Horwath had said she would reject a Liberal budget that included such hikes, but she said Wynne's announcement is no guarantee of NDP support – they want to see the budget details first.
“We're putting out what we've identified as our priorities, but really, they're the priorities we're hearing from Ontario families that need to be addressed,” she said. “One of them is no new taxes, tools or fees, and we saw what happened last week.”
Other priorities include addressing soaring hydro rates, and helping small businesses affected by hikes to Ontario's minimum wage.
“We also want to buffer the impact on small business with reduced small business taxes,” Horwath said. “These are balanced and practical initiatives that, I believe, will help Ontario get back on its feet.
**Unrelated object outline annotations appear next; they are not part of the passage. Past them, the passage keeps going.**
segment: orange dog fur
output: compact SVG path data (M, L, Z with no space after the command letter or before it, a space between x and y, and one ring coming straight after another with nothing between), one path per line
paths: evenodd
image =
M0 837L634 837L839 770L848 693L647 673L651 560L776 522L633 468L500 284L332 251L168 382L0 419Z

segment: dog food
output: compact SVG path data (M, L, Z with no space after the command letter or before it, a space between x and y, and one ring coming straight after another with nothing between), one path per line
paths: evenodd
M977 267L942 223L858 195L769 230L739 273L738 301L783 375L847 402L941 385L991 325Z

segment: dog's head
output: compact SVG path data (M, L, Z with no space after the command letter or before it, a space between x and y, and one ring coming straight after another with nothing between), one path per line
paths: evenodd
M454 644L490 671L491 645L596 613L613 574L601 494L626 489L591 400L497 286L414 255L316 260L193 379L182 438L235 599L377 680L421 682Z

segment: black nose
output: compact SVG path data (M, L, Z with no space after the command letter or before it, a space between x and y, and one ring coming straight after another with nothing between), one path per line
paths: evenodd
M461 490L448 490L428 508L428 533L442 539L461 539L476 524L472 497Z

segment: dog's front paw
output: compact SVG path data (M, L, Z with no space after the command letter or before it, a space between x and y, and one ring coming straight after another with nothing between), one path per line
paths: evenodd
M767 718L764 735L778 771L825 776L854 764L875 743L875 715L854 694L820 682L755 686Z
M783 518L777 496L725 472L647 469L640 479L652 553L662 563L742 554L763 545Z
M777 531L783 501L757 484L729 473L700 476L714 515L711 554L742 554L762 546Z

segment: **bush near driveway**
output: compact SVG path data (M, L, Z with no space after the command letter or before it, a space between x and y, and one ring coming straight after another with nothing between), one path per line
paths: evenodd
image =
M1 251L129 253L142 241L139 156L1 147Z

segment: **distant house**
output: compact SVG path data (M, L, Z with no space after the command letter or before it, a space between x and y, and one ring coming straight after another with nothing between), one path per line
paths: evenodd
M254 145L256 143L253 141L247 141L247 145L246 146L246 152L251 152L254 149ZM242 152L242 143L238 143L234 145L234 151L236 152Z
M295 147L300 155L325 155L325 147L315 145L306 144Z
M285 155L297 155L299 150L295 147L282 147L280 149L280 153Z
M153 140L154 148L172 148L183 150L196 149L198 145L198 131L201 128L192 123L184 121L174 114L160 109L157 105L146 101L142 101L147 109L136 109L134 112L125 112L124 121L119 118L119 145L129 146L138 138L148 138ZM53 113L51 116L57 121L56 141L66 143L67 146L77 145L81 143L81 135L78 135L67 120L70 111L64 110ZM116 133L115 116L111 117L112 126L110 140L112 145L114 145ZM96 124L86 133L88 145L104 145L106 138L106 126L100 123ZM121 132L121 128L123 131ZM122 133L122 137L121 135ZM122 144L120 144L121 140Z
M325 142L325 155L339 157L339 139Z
“As for discussion on the budget, I have not met with Ms. Wynne yet. We're going to set out those priorities and possibly then have that discussion.”
Her party is also wary because the Liberals have made commitments in past budgets, but don't seem serious about delivering on what they promised.
“The question is do people feel like those commitments have actually translated into real change? Do people feel like the government has kept their promises in the last two budgets? That's the discussion we're having now with Ontarians.
“We'll be factoring in all those things and taking cues from what the people of Ontario say ... Should there be an election, we'll certainly be providing a good option for folks.”
Gélinas said Wynne's announcement was just plan “weird.”
“She's been saying one thing for years, and all of a sudden she says we're not going to do that,” Gélinas said. “I don't think we should add taxes to the middle class, and so I'm happy. But how she came to it still looks weak, phony and not really realistic.
“Maybe she saw the light, but it looks a bit weird. But I like the words. Do I fully believe in them? Not really.”
Gélinas said she didn't want to guess whether there will be an election this spring.
“There will be a budget, and there will be a confidence vote on the budget,” she said. “But until we've seen it, until we've read it … I can't read the tea leaves. I'm not that good in that department.”